The Filter in action: Otherside, Amazon, and the New Audience
The true believers only stick around if their cultural capital translates to tangible experiences. This is where the most recent announcements shine:
Otherside is finally coming online and will be a persistent metaverse where Apes and other NFT holders can congregate digitally. It already has Bubbles, which work similar to Twitter Spaces, allowing users to chat in groups over voice. Otherside itself is a platform for builders that will use the Otherside Development Kit (ODK) to create gaming experiences, similar to Roblox or the Warcraft 3 Map Editor. This is where Apes will have space to compete, as well as just hang, and flex their digital luxury goods.
The Clubhouse has been rumored for years now, something early holders expected as an obvious stop on the roadmap for a brand with Yacht Club in its name. Holders have long dreamt of an exclusive, Mar-a-Lago adjacent experience to meet fellow Apes and enjoy physical exclusivity based on digital holdings.
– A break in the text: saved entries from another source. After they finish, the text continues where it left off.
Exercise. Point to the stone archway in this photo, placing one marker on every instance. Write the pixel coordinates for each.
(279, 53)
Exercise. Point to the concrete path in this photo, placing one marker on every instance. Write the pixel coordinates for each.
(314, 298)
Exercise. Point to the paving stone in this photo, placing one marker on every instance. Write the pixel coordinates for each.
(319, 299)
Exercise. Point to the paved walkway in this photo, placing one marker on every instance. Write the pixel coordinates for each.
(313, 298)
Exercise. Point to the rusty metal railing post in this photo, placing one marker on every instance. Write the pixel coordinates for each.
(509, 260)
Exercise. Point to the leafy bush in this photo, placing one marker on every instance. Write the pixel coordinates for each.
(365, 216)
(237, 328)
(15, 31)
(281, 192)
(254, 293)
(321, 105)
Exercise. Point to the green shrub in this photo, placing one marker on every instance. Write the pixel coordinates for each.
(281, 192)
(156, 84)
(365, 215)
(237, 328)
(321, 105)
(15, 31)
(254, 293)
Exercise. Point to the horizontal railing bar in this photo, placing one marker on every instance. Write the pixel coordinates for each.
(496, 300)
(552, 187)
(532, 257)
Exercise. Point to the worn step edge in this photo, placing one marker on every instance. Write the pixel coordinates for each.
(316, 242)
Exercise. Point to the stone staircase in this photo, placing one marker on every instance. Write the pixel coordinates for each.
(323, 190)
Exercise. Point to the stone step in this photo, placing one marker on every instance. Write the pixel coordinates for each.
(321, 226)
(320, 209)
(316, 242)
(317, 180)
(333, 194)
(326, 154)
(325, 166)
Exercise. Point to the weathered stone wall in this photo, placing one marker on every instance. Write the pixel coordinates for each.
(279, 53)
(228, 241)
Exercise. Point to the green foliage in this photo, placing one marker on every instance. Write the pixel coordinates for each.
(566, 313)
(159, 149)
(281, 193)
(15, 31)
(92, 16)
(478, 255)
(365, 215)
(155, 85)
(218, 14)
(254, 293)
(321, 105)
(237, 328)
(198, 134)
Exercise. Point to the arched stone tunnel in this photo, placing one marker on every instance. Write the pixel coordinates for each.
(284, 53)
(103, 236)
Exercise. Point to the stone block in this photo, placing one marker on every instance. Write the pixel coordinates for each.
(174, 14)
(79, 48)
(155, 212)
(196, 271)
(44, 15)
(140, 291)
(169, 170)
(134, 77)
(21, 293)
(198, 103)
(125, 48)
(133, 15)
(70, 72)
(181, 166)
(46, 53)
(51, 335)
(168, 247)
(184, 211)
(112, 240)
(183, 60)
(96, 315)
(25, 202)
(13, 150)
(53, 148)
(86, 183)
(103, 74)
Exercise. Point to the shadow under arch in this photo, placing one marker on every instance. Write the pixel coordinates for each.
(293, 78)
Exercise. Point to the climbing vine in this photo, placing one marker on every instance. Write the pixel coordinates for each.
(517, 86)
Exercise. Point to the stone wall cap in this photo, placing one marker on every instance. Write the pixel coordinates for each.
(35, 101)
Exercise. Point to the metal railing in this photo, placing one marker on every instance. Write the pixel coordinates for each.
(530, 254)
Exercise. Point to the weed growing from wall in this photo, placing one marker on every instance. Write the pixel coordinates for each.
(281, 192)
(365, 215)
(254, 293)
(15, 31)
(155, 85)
This is where Apes will congregate in person, network, and signal to outsiders that the club has matured beyond a collection of images.
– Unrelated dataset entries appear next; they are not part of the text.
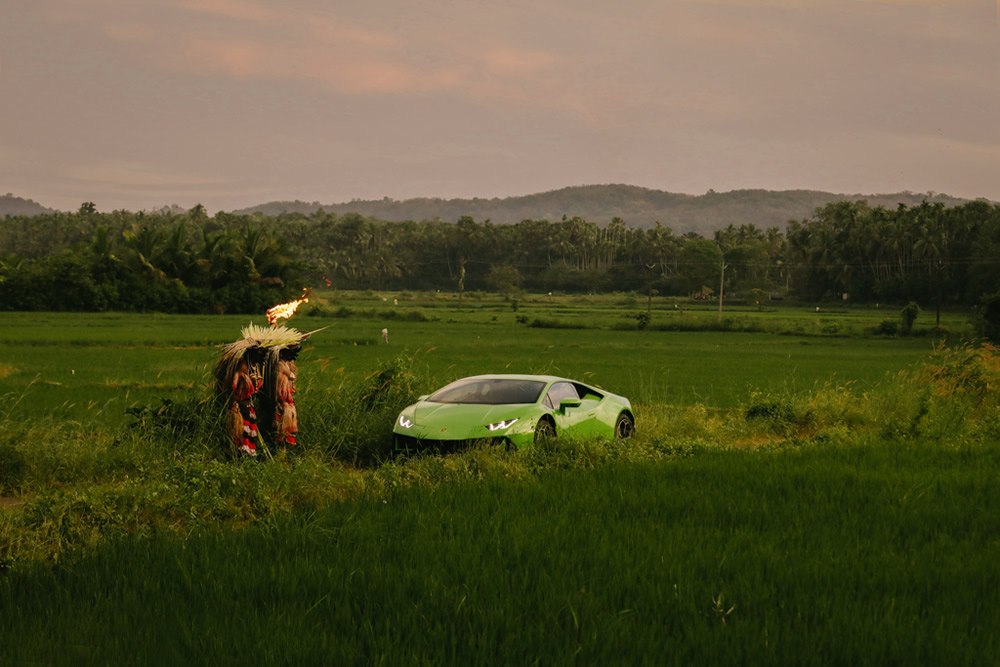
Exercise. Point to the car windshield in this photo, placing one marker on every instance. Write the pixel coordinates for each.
(489, 391)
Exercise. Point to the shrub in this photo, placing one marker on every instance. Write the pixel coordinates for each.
(887, 327)
(908, 315)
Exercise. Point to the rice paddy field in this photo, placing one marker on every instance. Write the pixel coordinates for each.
(799, 491)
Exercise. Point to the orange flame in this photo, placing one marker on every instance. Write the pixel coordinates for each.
(285, 310)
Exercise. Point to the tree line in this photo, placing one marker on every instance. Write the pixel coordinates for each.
(192, 262)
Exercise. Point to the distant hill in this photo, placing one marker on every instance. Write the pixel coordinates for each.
(638, 207)
(11, 205)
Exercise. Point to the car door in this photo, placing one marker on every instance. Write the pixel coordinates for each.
(568, 415)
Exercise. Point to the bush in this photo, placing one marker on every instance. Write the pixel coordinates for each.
(887, 327)
(908, 315)
(986, 318)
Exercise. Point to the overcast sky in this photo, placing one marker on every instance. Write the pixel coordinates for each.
(230, 103)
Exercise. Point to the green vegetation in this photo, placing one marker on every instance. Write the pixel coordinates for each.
(847, 253)
(800, 490)
(868, 554)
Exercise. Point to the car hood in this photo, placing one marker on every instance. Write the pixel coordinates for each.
(464, 412)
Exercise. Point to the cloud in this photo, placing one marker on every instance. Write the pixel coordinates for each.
(123, 176)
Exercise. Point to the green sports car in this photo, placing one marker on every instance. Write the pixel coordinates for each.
(514, 409)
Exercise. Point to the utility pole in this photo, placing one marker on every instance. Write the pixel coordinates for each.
(722, 280)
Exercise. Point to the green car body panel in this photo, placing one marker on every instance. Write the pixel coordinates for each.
(510, 408)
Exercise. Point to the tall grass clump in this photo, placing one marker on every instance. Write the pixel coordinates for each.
(353, 421)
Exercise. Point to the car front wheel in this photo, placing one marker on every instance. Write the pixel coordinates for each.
(624, 427)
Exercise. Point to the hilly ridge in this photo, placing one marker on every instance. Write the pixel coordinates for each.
(637, 206)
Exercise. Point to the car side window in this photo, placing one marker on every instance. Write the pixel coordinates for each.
(558, 392)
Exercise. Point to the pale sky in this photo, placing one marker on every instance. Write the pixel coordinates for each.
(136, 104)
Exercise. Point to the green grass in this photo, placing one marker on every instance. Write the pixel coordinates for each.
(92, 367)
(792, 496)
(875, 555)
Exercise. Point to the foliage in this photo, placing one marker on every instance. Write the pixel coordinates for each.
(908, 315)
(986, 318)
(190, 262)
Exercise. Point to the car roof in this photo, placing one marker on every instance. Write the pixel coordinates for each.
(516, 376)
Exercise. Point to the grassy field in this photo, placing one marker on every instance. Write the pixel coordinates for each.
(827, 555)
(92, 367)
(797, 492)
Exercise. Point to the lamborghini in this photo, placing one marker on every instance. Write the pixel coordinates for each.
(515, 410)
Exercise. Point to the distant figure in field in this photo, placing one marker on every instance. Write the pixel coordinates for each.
(238, 378)
(286, 420)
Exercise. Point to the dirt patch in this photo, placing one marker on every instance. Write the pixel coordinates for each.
(11, 502)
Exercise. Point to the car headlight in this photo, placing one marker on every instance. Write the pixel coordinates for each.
(499, 426)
Both of these tangible assets are completely lost on a speculator who can’t (or won’t) use them. But they are the core of the value proposition for long-term members.
Together they are prime real estate for Yuga to connect the Bored Ape Yacht Club across digital and physical in ways that few other NFT projects can. And with major partners like Amazon Gaming, it seems plausible that Yuga can set up a massive “normie” funnel to capture players in the global gaming market instead of just the crypto bubble.
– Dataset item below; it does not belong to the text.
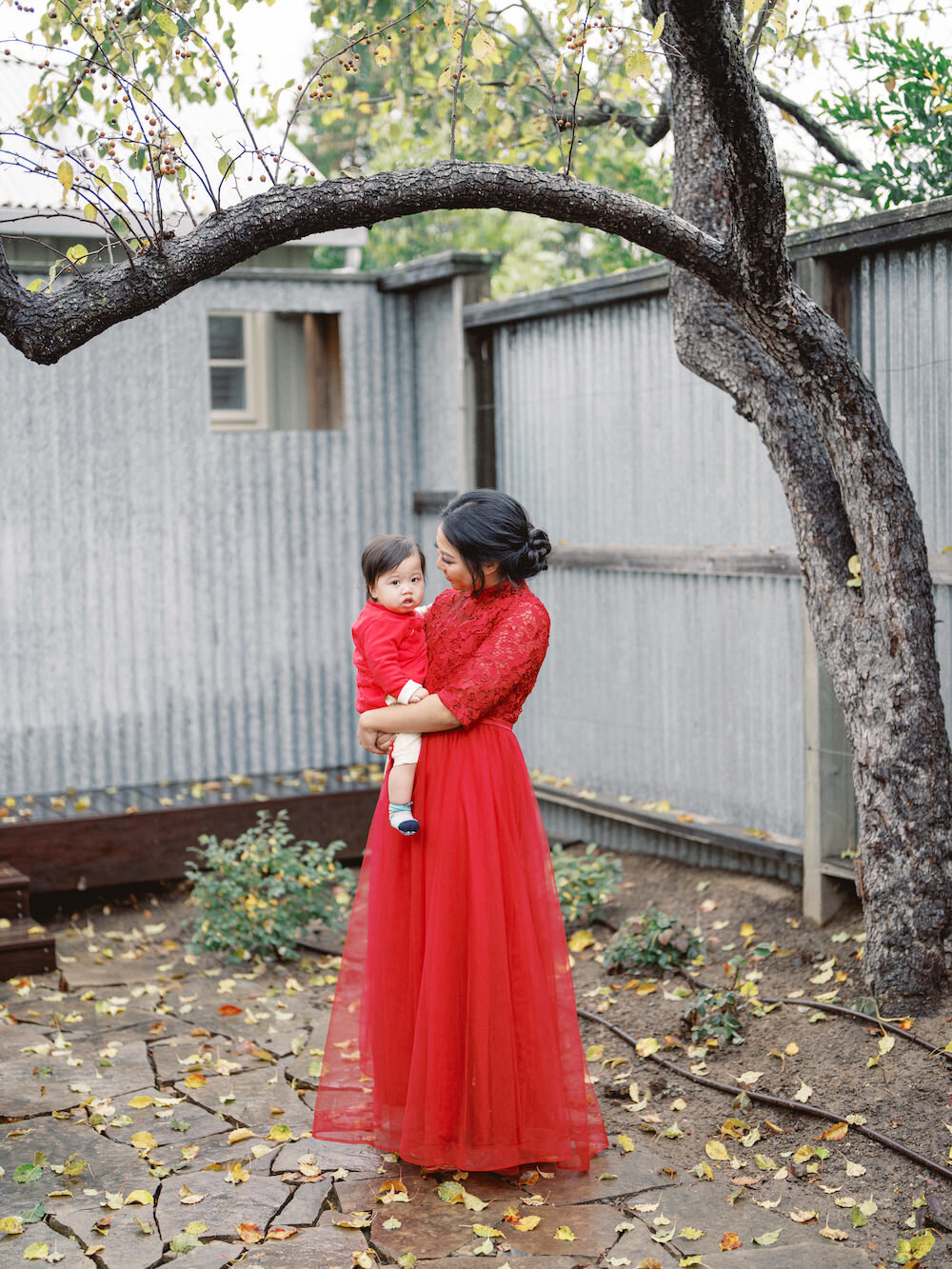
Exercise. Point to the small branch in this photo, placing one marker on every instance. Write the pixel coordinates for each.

These moves are explicitly for the 3% who believe in the long-term vision, simultaneously baffling and infuriating to the 97% who just want another airdrop.
If you only judge Yuga by the Crypto Twitter echo chamber, you’d think the project was dead. But if you were to attend Complex Con this past weekend, you’d see a completely different story unfolding.
ComplexCon is the epicenter of trendy fashion and streetwear culture; the natural habitat of the cool kids. Standing out there is like being cool amongst the cool. Wandering the floor, I couldn’t escape regular ComplexCon attendees asking about the Ape booth and that sprawling line cutting across walkways.
These attendees weren’t asking about the floor price; they were asking about the brand. This is the kind of crossover Etherscan can’t measure… they are seeds being planted for the next wave of NFT culture. Yuga has graduated beyond just preaching to the choir, and is clearly focusing on attracting new, high-value converts.
And it’s not just IRL. Jump on Twitter and you’ll see the influx of new faces without Ape PFPs, asking questions, getting involved with the brand. These aren’t the crypto-native flippers who dominated the 2021 bull run; they are from the traditional gaming and art worlds, attracted by the latest round of fresh headlines.
And the new holders that are buying in for the first time are, by definition, the 3%—buying despite the low price because they see cultural value.
This machine is primed for the long-tail.
Yuga’s multi-year strategy is in lock-step. The FUD, the polarization, and the declining floor price are not bugs, but features of the Great Filter at work.
They are trading a volatile, disloyal audience of renters for a smaller, dedicated, and evangelistic audience of owners, a strategy only made viable by the tangible utility being built.
In my eyes, this is a sign of a brand beginning to mature. And with the recent sales of the CryptoPunk and Meebit IPs, Yuga should have plenty of runway to execute against their vision.
If they can successfully attract enough of the top 3% of users, Yuga Labs might just be able to take Bored Ape Yacht Club into the top 3% of brands.
That’s when things get really interesting.
Suddenly 10,000 supply will feel exceptionally exclusive. And the 97% who sold will be banging on a locked door.